One of the key principles of change management is to create (or give) meaning. John Kotter, the expert in the field, explains the transformation of a company into eight steps. It is possible to adapt your model to smaller changes, with the same steps. All revolve around the vision, meaning given to change or organizational transformation. But what meaning am I talking about?
It’s about explaining to stakeholders why change is happening. Indeed, it is useless to try to convince everyone to the benefits of change: no one likes to be told what to think and what is good for him or her. Moreover, for the same change, everyone will react according to their sensitivity. What one sees as strengths could be perceived negatively by another one. It is not possible to convince with a single argument a whole group.
Only company values are common to all employees. This is why you have to align the meaning with these values. In addition, since the organization is working for a client, it has identified its added value for the client. You should have no problem demonstrating how the change enhances the value proposition made to your client. Your employees who are sensitive to client experience will adopt the change even more quickly.

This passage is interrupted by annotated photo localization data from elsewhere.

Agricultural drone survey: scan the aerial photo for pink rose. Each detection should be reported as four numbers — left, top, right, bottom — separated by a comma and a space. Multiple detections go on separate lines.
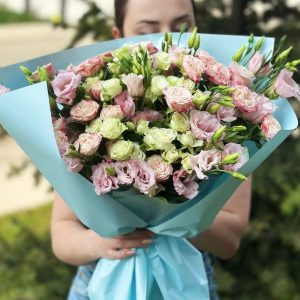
206, 63, 231, 85
70, 100, 99, 122
74, 56, 103, 78
217, 106, 237, 123
114, 90, 135, 118
131, 108, 163, 123
63, 157, 83, 173
0, 84, 10, 95
92, 162, 119, 195
191, 150, 221, 180
222, 143, 248, 172
230, 62, 256, 87
74, 133, 101, 156
100, 105, 124, 120
163, 86, 194, 113
114, 161, 137, 185
232, 85, 258, 112
173, 169, 199, 199
51, 71, 81, 105
196, 50, 217, 67
243, 94, 277, 124
122, 74, 145, 97
190, 110, 222, 141
168, 45, 186, 67
131, 159, 157, 195
274, 69, 300, 101
182, 55, 205, 82
261, 114, 281, 140
146, 155, 173, 182
248, 52, 264, 75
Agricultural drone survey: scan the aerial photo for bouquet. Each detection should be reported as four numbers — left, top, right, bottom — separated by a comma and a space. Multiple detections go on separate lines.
0, 31, 298, 300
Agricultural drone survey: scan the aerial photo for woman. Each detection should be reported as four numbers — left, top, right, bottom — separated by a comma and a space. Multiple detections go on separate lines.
52, 0, 252, 299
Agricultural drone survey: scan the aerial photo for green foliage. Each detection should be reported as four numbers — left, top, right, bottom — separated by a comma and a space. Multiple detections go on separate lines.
0, 6, 42, 23
0, 205, 75, 300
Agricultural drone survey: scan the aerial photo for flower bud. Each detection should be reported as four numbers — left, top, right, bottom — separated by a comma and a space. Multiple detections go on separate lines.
231, 172, 247, 180
188, 27, 198, 49
221, 153, 240, 165
275, 46, 293, 65
181, 156, 193, 173
254, 36, 265, 51
232, 45, 246, 62
194, 35, 201, 52
208, 103, 220, 114
211, 125, 227, 143
105, 166, 117, 177
231, 125, 247, 132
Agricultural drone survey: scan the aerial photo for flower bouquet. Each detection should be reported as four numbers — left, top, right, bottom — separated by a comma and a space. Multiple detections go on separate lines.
0, 31, 298, 300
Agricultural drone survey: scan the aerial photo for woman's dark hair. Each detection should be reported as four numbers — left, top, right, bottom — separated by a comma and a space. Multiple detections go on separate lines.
114, 0, 196, 33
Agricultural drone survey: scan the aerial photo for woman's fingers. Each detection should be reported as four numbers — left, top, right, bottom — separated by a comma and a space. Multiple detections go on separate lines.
107, 248, 136, 260
118, 229, 155, 240
110, 237, 154, 250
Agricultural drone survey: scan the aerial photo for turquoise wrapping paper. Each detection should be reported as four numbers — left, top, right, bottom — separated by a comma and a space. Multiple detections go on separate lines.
0, 33, 298, 299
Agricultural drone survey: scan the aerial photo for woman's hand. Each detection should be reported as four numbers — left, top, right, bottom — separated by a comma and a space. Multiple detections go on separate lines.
88, 229, 155, 260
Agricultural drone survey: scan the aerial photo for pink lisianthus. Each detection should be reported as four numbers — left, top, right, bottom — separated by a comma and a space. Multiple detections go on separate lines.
122, 74, 145, 97
221, 143, 248, 172
163, 86, 194, 113
74, 133, 101, 156
114, 161, 137, 185
191, 150, 221, 180
146, 155, 173, 182
274, 69, 300, 101
261, 114, 281, 140
51, 71, 81, 105
74, 56, 103, 78
131, 159, 157, 195
196, 50, 217, 67
182, 55, 205, 82
168, 45, 186, 67
114, 90, 135, 118
52, 118, 69, 155
130, 42, 158, 55
190, 110, 222, 141
53, 117, 68, 133
243, 94, 277, 124
132, 108, 163, 123
173, 169, 199, 199
91, 162, 119, 195
31, 63, 55, 81
70, 100, 99, 122
0, 84, 10, 95
206, 63, 231, 85
232, 85, 258, 112
100, 105, 124, 120
63, 157, 83, 173
217, 106, 237, 123
230, 61, 256, 88
248, 52, 264, 75
256, 63, 272, 77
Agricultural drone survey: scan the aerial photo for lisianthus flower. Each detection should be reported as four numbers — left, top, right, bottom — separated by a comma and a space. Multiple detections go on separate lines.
74, 133, 102, 156
146, 155, 173, 182
70, 100, 99, 122
221, 143, 248, 172
173, 169, 199, 199
51, 71, 81, 105
261, 114, 281, 140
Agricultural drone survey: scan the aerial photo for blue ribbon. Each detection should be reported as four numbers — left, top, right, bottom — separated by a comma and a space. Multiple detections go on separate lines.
88, 236, 209, 300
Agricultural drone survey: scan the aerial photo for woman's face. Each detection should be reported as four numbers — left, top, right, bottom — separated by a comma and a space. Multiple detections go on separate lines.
113, 0, 196, 38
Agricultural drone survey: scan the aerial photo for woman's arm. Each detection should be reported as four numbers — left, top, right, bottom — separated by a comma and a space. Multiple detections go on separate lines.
189, 177, 252, 260
51, 193, 154, 266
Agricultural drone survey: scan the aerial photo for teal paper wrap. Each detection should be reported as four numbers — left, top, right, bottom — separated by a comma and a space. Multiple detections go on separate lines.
0, 33, 298, 300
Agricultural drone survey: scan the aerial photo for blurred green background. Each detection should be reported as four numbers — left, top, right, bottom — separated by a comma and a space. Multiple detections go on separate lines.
0, 0, 300, 299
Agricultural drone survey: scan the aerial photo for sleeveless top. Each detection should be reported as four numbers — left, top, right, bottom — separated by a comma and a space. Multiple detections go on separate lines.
67, 252, 219, 300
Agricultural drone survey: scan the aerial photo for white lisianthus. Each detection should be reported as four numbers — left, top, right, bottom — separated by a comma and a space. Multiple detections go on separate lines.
162, 149, 180, 164
183, 78, 196, 92
136, 120, 149, 135
86, 118, 102, 134
99, 118, 127, 140
167, 76, 185, 87
170, 112, 190, 132
144, 127, 177, 150
150, 75, 169, 96
122, 73, 145, 97
177, 132, 194, 146
107, 140, 134, 161
101, 78, 122, 101
154, 52, 171, 71
130, 143, 146, 160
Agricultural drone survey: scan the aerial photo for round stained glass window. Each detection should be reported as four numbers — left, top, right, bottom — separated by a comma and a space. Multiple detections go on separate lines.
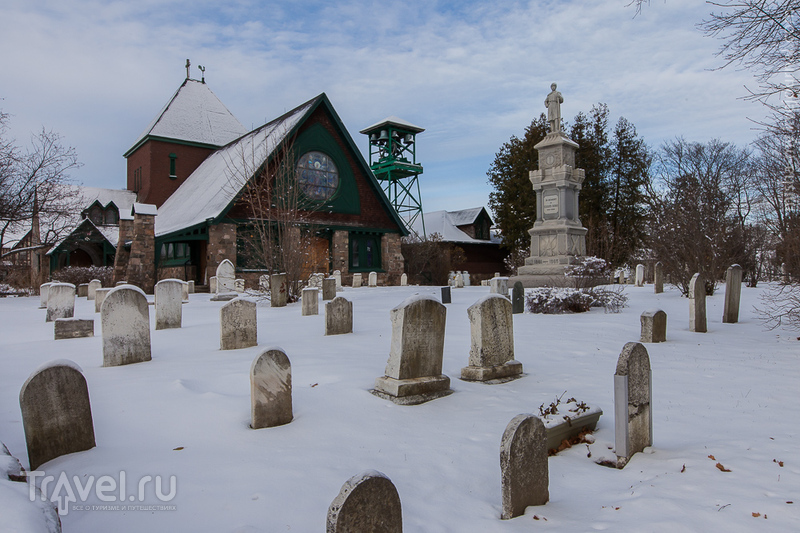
296, 151, 339, 201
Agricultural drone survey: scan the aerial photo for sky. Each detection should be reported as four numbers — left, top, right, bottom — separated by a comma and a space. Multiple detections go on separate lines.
0, 0, 770, 215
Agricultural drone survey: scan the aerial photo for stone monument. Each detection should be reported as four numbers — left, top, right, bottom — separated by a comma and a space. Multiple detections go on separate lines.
513, 83, 587, 287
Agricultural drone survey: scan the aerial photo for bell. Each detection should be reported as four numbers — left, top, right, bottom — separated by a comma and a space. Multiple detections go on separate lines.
378, 130, 389, 141
404, 133, 414, 144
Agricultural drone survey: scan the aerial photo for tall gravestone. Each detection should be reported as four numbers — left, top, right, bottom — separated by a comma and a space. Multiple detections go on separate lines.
490, 277, 508, 297
352, 273, 362, 288
722, 264, 742, 324
322, 278, 336, 300
400, 273, 408, 286
372, 296, 452, 405
302, 287, 319, 316
635, 264, 645, 287
46, 283, 75, 322
181, 280, 189, 301
250, 348, 293, 429
87, 279, 101, 300
270, 273, 288, 307
155, 279, 183, 330
689, 273, 707, 333
640, 309, 667, 343
461, 295, 522, 382
39, 282, 53, 309
101, 285, 151, 366
617, 271, 625, 285
20, 360, 96, 470
511, 281, 524, 314
220, 298, 257, 350
614, 342, 652, 468
500, 414, 549, 519
333, 270, 343, 292
216, 259, 236, 293
326, 471, 402, 533
440, 286, 451, 304
653, 262, 664, 294
325, 297, 353, 335
209, 276, 218, 294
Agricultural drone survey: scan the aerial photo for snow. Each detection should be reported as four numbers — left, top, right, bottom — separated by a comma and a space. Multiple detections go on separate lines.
131, 204, 157, 217
411, 208, 502, 244
1, 283, 799, 531
359, 116, 425, 134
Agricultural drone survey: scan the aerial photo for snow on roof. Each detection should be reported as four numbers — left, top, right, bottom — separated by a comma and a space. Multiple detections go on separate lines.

Finally, we must be careful not to justify everything on behalf of the client. Employees are not fools, they are able to know what is good or bad for your customers. A change that does not bring benefits to the client must be questioned before being implemented, and must be explained in a transparent manner. In organizations resistant to change, there is often a lack of trust between employees and managers.
The eight stages of organizational transformation
As a reminder, the eight stages of organizational transformation according to John Kotter, which apply very well to the deployment of operational excellence in an organization.
- Establishing a Sense of Urgency
- Creating the Guiding Coalition
- Developing a Vision and Strategy
- Communicating the Change Vision
- Empowering Employees for Broad-Based Action
- Generating Short-Term Wins
- Consolidating Gains and Producing More Change
- Anchoring New Approaches in the Culture
The reason for the change must be clear, aligned with the values and objectives of the organization and support the value proposition to the client.